Искусство Листа оказалось слишком сложным. И политика была тут совершенно ни при чем — публика просто предпочла красиво развлекаться. Пресловутый «костюмированный концерт» был для нее гораздо привлекательнее «новой фортепьянной школы». В очередной раз! Поэтому-то о Рубини газеты писали охотнее, чем о Листе, а вовсе не потому, что певец казался более «благонадежным», чем пианист. Выяснилось, что «меломаны» Санкт-Петербурга ничем не отличаются от «меломанов» многих других европейских городов.
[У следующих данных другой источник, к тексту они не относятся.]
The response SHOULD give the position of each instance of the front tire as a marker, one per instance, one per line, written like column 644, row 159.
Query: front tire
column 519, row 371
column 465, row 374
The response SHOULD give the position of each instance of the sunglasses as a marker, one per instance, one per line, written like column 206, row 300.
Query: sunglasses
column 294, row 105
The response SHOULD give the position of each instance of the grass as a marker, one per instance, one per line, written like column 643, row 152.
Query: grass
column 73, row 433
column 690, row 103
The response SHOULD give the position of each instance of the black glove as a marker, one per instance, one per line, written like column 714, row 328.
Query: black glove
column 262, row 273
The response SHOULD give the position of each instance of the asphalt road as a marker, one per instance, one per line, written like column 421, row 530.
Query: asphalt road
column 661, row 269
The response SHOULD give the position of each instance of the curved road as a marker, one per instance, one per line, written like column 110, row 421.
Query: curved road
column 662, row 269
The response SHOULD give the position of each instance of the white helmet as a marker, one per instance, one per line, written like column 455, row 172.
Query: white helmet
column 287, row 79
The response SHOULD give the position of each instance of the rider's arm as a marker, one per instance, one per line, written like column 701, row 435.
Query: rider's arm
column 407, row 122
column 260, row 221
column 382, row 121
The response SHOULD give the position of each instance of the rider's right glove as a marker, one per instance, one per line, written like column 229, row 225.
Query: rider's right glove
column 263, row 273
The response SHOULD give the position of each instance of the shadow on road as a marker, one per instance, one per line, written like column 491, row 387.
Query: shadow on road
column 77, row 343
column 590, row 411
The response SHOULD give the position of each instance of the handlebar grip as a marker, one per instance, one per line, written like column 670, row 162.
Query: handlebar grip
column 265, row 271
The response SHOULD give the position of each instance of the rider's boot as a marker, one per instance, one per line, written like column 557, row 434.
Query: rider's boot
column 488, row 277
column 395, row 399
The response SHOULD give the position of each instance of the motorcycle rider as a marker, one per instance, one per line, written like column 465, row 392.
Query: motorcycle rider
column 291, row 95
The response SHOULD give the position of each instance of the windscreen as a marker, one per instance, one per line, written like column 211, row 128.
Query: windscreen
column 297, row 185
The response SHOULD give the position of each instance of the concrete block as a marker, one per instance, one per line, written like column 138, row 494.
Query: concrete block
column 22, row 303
И всё же Лист остался верен своей благородной натуре. 30 (18) апреля в зале Дворянского собрания он вместе с Рубини дал утренний благотворительный концерт в пользу Санкт-Петербургской детской больницы.
Вечером того же дня Лист впервые слушал в театре «Руслана и Людмилу» Глинки. Опера привела его в восторг. Лист стал одним из самых активных пропагандистов творчества русского оперного реформатора. А написанный им вскоре «Черкесский марш (Марш Черномора) из оперы „Руслан и Людмила“» (Tscherkessenmarsch aus «Russian und Ludmilla») он часто и охотно включал в программу своих концертов.
Стасов писал: «Всего досаднее и больнее знать, что Глинку глубоко и серьезно оценили раньше всех — кто? — иностранные талантливые и гениальные люди… Первым заговорил Лист. Он стал рекомендовать Глинку русским. Какой срам и стыд! Но тогдашние русские этого не понимали. Они как осовелые сидели в итальянской опере и только похлопывали глазами. Но Лист глубоко понимал, что за талант Глинка, как он силен и нов, как оригинален. Он много играл „Руслана“ прямо по оркестровой, страшно сложной партитуре… он восторгался им, и даже тотчас переложил одно из капитальнейших созданий этой оперы — фантастически-восточный марш Черномора. „Лист в 1843 году слышал мою оперу. Он верно чувствовал все замечательные места“, говорил Глинка в „Записках“. Мог ли он сказать тогда эти слова про кого-нибудь из русских?»[298]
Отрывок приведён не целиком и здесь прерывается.